With Guruji (Mysore, India)

How do you balance family, practice, and running your own business?
This is a big challenge for sure, as there are many demands when you have a family, practice, teach, and run a yoga school.  The practice helps me to maintain a sense of calm and balance throughout a very busy and hectic day.  I’m not sure you can balance it every day, all the time, some days I have more emphasis on my family, other days business, but the thread of my practice I try to maintain as consistently as I can throughout it all.  I find that this at least helps to keep me connected to some aspect of myself that is deeper and more true then all the changing external situations that I have to handle on any given day.

What advice do you have for beginners?
Jump in with your whole heart and don’t look back.  Remember this is not a sprint to some finishing point.  Yoga is not a box you can check off on some to-do list.  Yoga is a life-long practice, and something that you will never reach the end of.  When you set out to explore the depths of the infinite within yourself, be prepared to face many challenges and difficulties.  Don’t give up. 

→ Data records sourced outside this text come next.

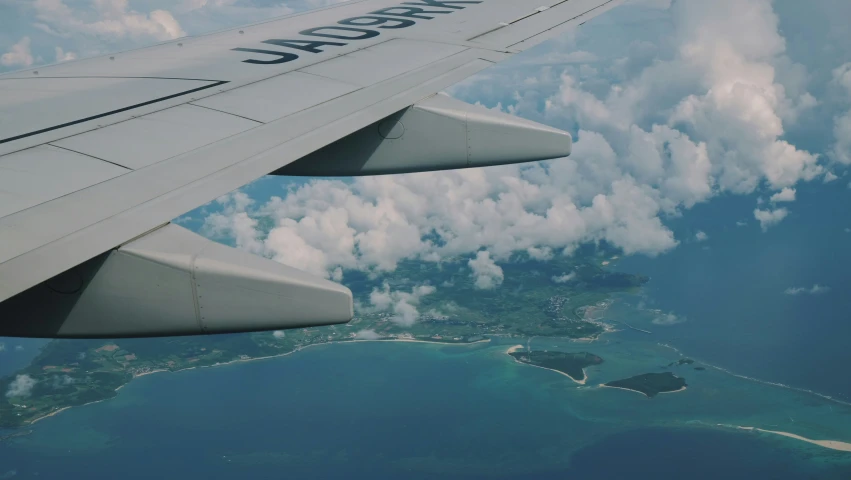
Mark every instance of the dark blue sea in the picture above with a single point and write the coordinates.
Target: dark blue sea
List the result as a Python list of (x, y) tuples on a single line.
[(377, 411), (730, 289)]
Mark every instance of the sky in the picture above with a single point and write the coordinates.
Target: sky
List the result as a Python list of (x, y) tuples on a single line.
[(671, 103)]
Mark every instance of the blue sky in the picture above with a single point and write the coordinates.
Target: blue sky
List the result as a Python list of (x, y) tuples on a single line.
[(672, 104)]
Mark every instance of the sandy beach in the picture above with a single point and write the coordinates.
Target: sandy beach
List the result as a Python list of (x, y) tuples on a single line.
[(831, 444), (520, 347), (486, 340), (49, 415), (603, 385)]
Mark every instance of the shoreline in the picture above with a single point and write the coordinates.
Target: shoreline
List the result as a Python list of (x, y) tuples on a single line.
[(757, 380), (48, 415), (514, 349), (239, 360), (829, 444), (603, 385)]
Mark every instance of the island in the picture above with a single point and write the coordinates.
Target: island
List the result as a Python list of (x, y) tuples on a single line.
[(682, 361), (570, 364), (650, 384), (529, 303)]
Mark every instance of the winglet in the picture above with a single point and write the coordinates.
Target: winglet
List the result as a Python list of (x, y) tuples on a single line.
[(438, 133), (174, 282)]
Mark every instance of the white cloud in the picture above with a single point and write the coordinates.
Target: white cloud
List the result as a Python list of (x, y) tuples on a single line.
[(19, 55), (21, 386), (367, 335), (768, 218), (488, 275), (108, 20), (785, 195), (705, 112), (564, 278), (402, 304), (814, 290), (63, 56)]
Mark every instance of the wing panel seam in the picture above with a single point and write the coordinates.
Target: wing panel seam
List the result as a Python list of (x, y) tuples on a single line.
[(113, 112)]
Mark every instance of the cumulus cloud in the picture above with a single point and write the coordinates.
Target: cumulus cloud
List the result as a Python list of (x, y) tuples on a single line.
[(367, 335), (785, 195), (21, 386), (564, 278), (769, 218), (683, 123), (108, 20), (63, 56), (402, 304), (19, 55), (814, 290), (487, 274)]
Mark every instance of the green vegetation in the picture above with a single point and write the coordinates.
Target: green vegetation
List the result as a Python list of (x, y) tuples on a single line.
[(528, 303), (682, 361), (651, 384), (571, 364)]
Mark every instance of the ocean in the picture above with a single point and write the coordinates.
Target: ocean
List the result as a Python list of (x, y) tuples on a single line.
[(730, 289), (395, 410)]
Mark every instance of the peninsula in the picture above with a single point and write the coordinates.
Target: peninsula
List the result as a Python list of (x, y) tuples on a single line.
[(570, 364), (650, 384)]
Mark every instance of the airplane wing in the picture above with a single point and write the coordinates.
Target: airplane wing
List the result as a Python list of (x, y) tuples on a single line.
[(98, 155)]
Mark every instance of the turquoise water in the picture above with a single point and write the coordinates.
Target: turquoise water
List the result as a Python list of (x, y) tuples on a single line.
[(382, 410)]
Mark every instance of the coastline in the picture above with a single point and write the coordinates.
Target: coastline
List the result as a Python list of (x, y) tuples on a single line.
[(830, 444), (48, 415), (239, 360), (514, 349), (603, 385)]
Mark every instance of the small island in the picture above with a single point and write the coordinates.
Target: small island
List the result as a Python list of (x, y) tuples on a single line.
[(682, 361), (570, 364), (650, 384)]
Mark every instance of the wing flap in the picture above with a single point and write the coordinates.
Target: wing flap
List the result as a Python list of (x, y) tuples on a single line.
[(383, 61), (277, 97), (41, 109), (174, 282), (159, 136), (40, 242), (37, 175), (543, 23)]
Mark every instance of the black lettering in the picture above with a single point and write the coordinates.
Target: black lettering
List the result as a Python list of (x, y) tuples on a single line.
[(311, 46), (365, 33), (410, 12), (285, 56), (441, 3), (400, 23)]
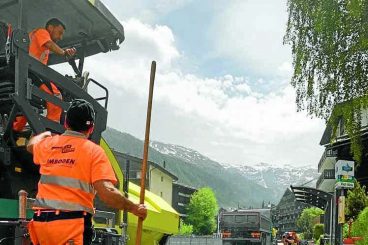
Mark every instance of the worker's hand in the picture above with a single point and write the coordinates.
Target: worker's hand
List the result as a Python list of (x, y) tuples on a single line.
[(70, 52), (139, 210), (45, 134)]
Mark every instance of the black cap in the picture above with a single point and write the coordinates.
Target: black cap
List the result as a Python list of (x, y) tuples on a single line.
[(80, 115)]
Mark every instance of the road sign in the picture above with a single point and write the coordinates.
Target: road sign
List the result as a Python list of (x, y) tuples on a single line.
[(344, 174), (344, 185)]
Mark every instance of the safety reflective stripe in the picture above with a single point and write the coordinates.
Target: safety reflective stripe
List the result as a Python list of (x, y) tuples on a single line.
[(67, 182), (60, 205)]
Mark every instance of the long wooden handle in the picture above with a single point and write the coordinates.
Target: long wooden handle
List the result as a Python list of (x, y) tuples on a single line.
[(145, 150)]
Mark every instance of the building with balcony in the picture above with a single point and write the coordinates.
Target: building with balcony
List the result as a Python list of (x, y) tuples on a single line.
[(181, 197), (339, 149), (285, 214), (158, 179)]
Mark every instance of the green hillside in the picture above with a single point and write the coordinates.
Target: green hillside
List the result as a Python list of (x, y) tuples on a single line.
[(230, 187)]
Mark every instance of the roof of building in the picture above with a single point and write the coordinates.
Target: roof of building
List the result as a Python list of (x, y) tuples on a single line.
[(311, 196), (139, 160), (186, 186)]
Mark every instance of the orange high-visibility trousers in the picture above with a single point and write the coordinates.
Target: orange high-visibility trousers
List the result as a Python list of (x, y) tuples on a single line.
[(53, 111), (77, 231)]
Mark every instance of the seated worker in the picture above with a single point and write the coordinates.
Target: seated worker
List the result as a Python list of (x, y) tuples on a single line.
[(42, 41), (73, 169)]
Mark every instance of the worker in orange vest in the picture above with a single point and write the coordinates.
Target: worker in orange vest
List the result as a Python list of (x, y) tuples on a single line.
[(72, 170), (42, 41)]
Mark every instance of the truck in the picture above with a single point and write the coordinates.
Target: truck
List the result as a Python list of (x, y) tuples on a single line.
[(245, 227), (92, 29)]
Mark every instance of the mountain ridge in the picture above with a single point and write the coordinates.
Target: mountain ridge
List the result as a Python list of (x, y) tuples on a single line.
[(234, 186)]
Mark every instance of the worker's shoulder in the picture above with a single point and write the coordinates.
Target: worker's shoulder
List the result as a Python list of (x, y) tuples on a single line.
[(39, 31)]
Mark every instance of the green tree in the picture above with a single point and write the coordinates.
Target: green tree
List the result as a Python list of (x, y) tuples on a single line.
[(305, 221), (360, 227), (356, 201), (202, 211), (317, 231), (329, 43), (185, 229)]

What is your favorite thing about this practice?
As David Swenson once said: “If at first you find this practice easy, don’t worry it will get more difficult; and if at first you find this practice very difficult, don’t worry it will get easier.”  It is so balancing in every way, and there is something for everyone held within it.  There are many secrets and surprises that come up along the way if you just keep going.  I’m always amazed.  

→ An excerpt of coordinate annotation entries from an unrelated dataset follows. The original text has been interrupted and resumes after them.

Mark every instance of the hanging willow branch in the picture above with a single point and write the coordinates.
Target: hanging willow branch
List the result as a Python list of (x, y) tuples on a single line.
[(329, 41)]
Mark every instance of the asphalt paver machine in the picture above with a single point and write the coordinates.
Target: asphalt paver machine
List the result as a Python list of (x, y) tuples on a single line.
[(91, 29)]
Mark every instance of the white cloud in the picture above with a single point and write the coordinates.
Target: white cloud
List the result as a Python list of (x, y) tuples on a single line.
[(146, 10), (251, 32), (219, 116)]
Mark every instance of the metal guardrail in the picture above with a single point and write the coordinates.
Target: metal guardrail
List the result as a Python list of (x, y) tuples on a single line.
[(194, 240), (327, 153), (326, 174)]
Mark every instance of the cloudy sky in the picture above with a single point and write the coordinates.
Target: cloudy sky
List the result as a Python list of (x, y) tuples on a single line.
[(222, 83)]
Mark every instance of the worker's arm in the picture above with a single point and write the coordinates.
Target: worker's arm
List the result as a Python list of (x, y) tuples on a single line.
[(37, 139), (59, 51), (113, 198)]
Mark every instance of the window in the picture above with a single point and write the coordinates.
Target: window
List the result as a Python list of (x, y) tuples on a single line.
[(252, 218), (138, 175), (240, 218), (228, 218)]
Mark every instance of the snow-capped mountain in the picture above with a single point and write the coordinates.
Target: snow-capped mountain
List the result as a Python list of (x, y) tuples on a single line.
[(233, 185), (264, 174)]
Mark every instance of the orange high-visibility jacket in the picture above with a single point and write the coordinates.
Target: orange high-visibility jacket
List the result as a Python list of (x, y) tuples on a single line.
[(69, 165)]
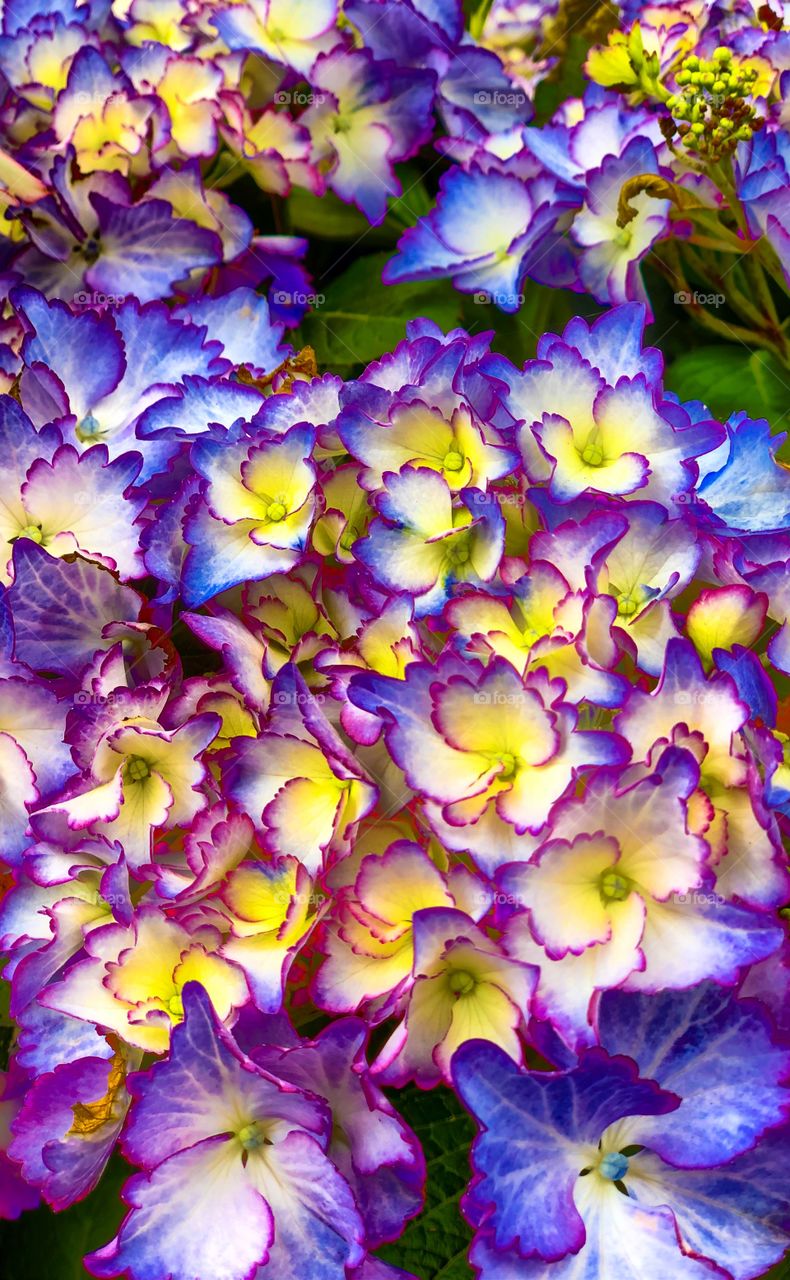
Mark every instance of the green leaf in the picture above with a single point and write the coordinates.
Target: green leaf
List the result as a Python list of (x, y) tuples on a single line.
[(45, 1246), (329, 218), (729, 379), (415, 200), (566, 81), (359, 318), (779, 1272), (435, 1243)]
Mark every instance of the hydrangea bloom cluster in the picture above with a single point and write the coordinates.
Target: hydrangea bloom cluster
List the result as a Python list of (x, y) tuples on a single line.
[(475, 777), (123, 122), (677, 146), (420, 728)]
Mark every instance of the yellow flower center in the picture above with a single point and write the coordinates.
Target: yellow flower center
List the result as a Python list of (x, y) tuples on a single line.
[(32, 531), (626, 606), (461, 982), (176, 1006), (592, 455), (615, 887), (508, 764), (136, 769), (252, 1136)]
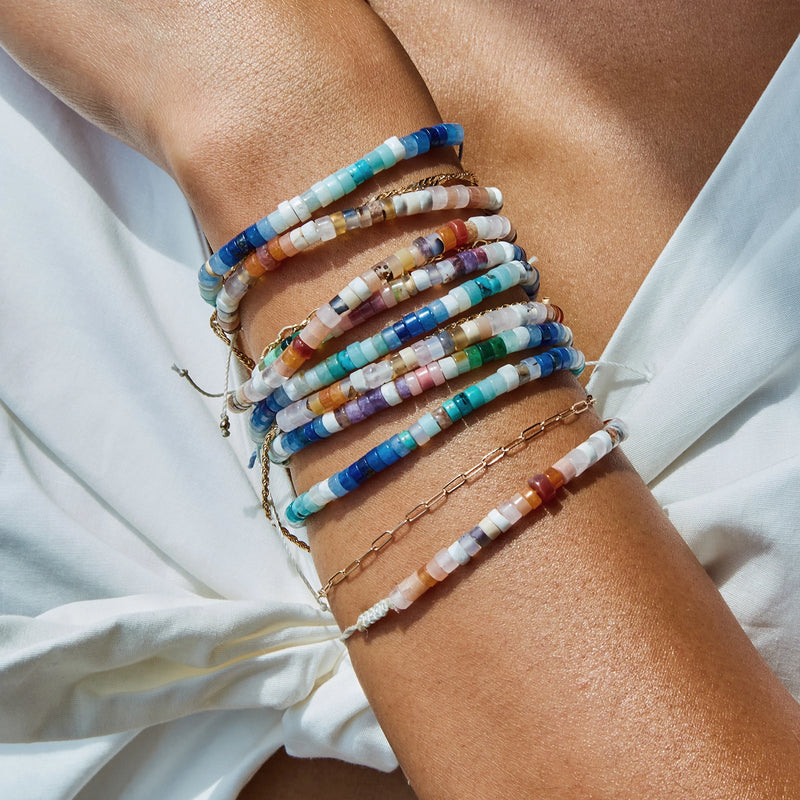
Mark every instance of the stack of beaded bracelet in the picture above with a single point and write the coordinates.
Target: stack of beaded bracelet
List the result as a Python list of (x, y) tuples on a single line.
[(299, 209), (541, 489)]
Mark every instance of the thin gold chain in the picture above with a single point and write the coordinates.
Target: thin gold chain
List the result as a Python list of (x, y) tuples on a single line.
[(419, 510)]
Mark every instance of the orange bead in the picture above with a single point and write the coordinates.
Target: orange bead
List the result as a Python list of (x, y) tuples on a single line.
[(533, 499), (555, 477)]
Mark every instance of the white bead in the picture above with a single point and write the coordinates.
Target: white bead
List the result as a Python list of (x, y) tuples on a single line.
[(602, 443), (323, 195), (489, 528), (350, 298), (326, 229), (458, 553), (396, 146), (510, 376), (449, 367), (495, 198), (421, 279), (300, 208), (311, 232), (390, 394), (290, 219), (330, 423), (360, 287), (499, 520)]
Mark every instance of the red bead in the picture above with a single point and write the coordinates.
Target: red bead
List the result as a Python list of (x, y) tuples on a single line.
[(543, 486)]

What books do you recommend people read?
Yoga Sutras
Bhagavad Gita
Hatha Pradipika
These are just a few to start off with...

Anything else you'd like to add?
Yoga and specifically Guruji’s tradition of Ashtanga Yoga has given me my life as it is today.  I feel that this practice really saved me, and without it there is a very good chance I might not be alive.  It has given me everything good in my life.  

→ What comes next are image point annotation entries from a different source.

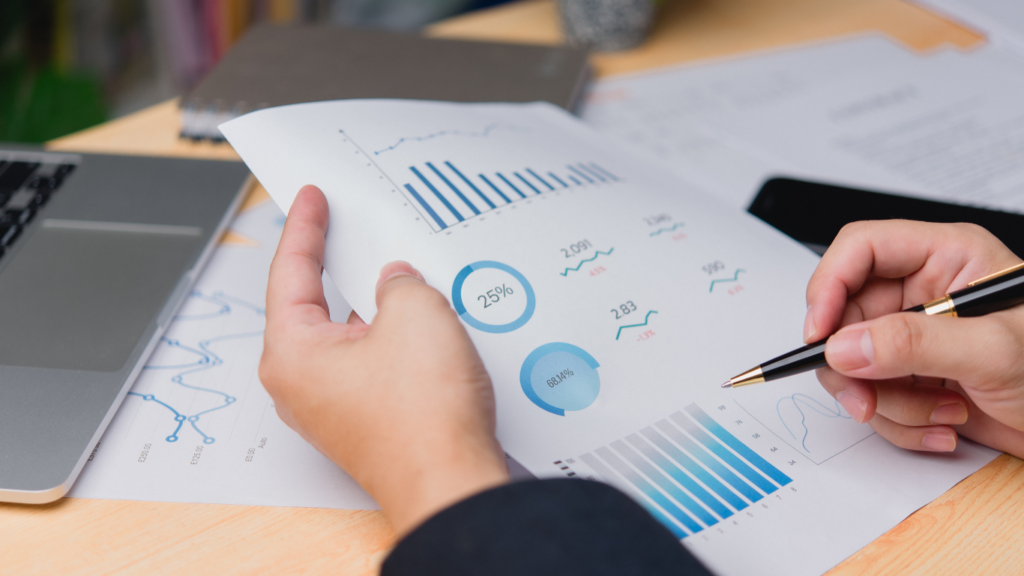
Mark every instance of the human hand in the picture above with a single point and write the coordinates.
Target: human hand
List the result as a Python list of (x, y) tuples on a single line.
[(404, 405), (919, 379)]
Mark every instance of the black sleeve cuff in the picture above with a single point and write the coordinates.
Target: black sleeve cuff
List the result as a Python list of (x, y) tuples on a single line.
[(556, 527)]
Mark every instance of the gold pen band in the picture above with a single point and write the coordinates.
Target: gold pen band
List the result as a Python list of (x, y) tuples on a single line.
[(941, 306), (754, 376)]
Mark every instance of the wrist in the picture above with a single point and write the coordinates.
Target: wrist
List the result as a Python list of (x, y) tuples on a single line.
[(425, 478)]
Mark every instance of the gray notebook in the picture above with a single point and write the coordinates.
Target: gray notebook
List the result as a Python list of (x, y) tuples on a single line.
[(283, 65)]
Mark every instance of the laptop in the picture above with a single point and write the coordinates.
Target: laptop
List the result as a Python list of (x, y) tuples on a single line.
[(96, 254)]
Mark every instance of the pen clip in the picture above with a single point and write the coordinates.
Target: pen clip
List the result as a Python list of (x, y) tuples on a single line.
[(996, 275)]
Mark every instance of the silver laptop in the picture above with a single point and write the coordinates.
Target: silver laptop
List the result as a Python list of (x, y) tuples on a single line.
[(96, 253)]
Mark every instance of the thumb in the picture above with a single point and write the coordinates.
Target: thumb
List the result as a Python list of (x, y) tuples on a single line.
[(912, 343), (403, 296)]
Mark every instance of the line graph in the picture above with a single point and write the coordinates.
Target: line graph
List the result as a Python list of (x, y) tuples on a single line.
[(673, 229), (591, 259), (471, 133), (734, 278), (645, 320), (798, 400), (205, 358)]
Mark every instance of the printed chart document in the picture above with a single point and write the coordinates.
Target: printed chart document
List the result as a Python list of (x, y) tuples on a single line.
[(198, 425), (608, 299)]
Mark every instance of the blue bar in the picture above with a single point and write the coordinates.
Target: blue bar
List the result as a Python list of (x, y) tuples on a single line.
[(663, 481), (710, 461), (470, 184), (723, 453), (693, 467), (592, 172), (512, 186), (543, 181), (557, 179), (607, 475), (647, 489), (437, 194), (603, 171), (679, 476), (455, 190), (426, 206), (494, 188), (581, 174), (734, 443), (525, 181)]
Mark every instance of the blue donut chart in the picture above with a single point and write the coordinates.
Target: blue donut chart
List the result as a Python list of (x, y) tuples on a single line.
[(460, 306), (584, 385)]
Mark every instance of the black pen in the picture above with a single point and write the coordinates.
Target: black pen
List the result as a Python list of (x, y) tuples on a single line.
[(993, 293)]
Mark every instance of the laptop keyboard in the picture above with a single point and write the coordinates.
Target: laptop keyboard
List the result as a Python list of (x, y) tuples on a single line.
[(25, 189)]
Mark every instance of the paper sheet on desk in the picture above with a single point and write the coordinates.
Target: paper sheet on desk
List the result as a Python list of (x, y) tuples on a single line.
[(1001, 21), (198, 425), (736, 122), (608, 299)]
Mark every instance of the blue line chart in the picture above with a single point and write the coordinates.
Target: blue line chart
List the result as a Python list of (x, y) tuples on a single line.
[(205, 359), (645, 319), (807, 402), (734, 278), (480, 134), (598, 253), (667, 229)]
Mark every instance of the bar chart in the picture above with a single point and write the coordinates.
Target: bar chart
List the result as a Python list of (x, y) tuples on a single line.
[(450, 195), (687, 470)]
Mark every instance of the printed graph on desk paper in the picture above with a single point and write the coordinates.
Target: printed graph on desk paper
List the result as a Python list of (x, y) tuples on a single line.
[(804, 416), (195, 366)]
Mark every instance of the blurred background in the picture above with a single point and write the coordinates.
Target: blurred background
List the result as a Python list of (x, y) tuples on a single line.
[(68, 65)]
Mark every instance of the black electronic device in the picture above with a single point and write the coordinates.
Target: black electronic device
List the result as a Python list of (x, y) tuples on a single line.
[(813, 212)]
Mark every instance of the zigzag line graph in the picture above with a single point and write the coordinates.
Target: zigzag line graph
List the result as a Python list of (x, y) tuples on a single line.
[(645, 319), (206, 359), (568, 270), (734, 278), (809, 402), (667, 229), (481, 134)]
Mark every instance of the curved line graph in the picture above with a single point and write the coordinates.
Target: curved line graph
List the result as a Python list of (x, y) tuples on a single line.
[(598, 253), (645, 319), (206, 359), (808, 402), (481, 134), (734, 278), (667, 229)]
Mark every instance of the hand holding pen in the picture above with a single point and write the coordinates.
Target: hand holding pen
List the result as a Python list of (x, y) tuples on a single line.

Prior to learning this practice I struggled with addictions, eating disorders, and in general a huge lack of self-esteem, which resulted in many self-destructive behaviors and choices.  Upon finding this practice I started feeling better about myself, and I began to start living inside my own skin for the first time in as long as I could remember.  

Jeff, Sharath, & Harmony (Mysore, India)
I began to feel more compassion and love towards myself, which was an entirely new experience.  This allowed me to feel my connection to others more deeply, which helped me to make more positive life choices, to forgive myself, and release the past.  

Through this practice I met my now husband, and love of my life, Jeff Lichty.  We traveled the world together, taught together, started a Yoga School together, and had a son, who lights up my whole universe.  For the first time I really know what selfless service means, and the feeling of unconditional love.  

Thus, it is with the deepest gratitude that I dedicate my practice and how I teach to Guruji and his lineage, and will do my best to continue on in a way that would make him both happy and proud.

About Harmony: 
Harmony Lichty spent many years training as a ballet dancer, and consequently, struggling with eating disorders and addiction. Her search for meaning, spirituality, and a healthier, more balanced lifestyle, brought her to the practice of Ashtanga Yoga. During her years of practice, she also began to study Sanskrit at the University of Calgary, and now holds double degrees in Philosophy and Eastern Religious Studies. In 2002, she traveled to China to research Buddhist Meditation, and practiced in several monasteries. These experiences encouraged her to pursue the path of Ashtanga Yoga in conjunction with a meditation practice. As a teacher, she integrates a deep understanding of movement, body awareness, along with the philosophy of the practice. She encourages students to listen deeply and follow the inner voice that comes from of the heart. Victoria was always a place that held a great deal of magic for Harmony, and it is with immense joy that she lives here now, and is able to share the teachings and practices that have changed her life.